Alabama is a long-standing red state, with 62 percent of the population voting for Trump in the 2020 election. Though Alabama is the most unionized of the southern states, it still comes in as the 30th most unionized states among the fifty states and Washington D.C. — making this unprecedented push for unionization at the Bessemer Amazon facility particularly unexpected.
As media coverage of the events surrounding the union vote has permeated nearly every major publication, some have speculated that one of Amazon’s core business philosophies could be to blame for its mistreatment of workers: ‘Day 1’. Jeff Bezos first outlined the ‘Day 1’ mentality in a 1997 letter to Amazon’s shareholders, and it has since become a cornerstone of the company’s workplace culture.

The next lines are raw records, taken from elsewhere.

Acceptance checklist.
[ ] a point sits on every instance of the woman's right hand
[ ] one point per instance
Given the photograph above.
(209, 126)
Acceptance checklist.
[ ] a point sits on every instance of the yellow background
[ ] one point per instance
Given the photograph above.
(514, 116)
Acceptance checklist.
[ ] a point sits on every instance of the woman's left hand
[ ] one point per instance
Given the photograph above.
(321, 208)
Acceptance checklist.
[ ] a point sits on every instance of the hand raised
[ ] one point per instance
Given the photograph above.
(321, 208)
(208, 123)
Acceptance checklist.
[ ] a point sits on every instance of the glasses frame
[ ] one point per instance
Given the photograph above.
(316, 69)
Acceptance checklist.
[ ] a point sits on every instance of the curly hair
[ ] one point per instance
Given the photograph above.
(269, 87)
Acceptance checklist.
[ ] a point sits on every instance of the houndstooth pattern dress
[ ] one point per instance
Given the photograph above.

Dan Slater, who holds the position of Worldwide Lead of the Culture of Innovation department at Amazon Web Services (AWS), elaborates on the principles of the ‘Day 1’ philosophy in a blog post on the AWS website.
“By maintaining a customer-obsessed culture and working backwards from your customers’ needs, your innovations are better set up for success right from the start,” he writes.
He goes on to describe the contrasting ‘Day 2’ mentality, which the connotative language in the blog post heavily discourages.
“The danger is that as this happens, decision making can slow down, and the company can become less agile, moving further and further away from the customer as it rotates focus towards internal challenges rather than external customer-centric innovation.”
Some have said that this obsessively customer-forward philosophy is the root of Amazon’s mistreatment of workers. While they must perform their job of delivering household necessities such as toilet paper and laundry detergent at record speeds, they themselves cannot find time to take care of their own basic needs.
The alleged mistreatment has also affected higher-ups within the Amazon corporate structure. A 2012 complaint filed with the state of Washington’s Department of Labor and Industries reads that Amazon had failed to provide sufficient lavatory facilities for male employees in its Seattle headquarters. “Employees routinely traverse multiple buildings in search of available facilities.”
Another complaint filed in 2014 by an employee in the same department claimed that employees got only 12 minutes each day for “bathroom, getting water, personal calls, etc.” apart from scheduled breaks. Anyone who required more time for such needs had to provide a doctor’s note “explaining… [their] need to void more than usual.”
A vote outcome that favors a union in the Alabama Amazon warehouse could be the first of many, with numerous journalists speculating that success could spur other Amazon facilities and departments to unionize as well.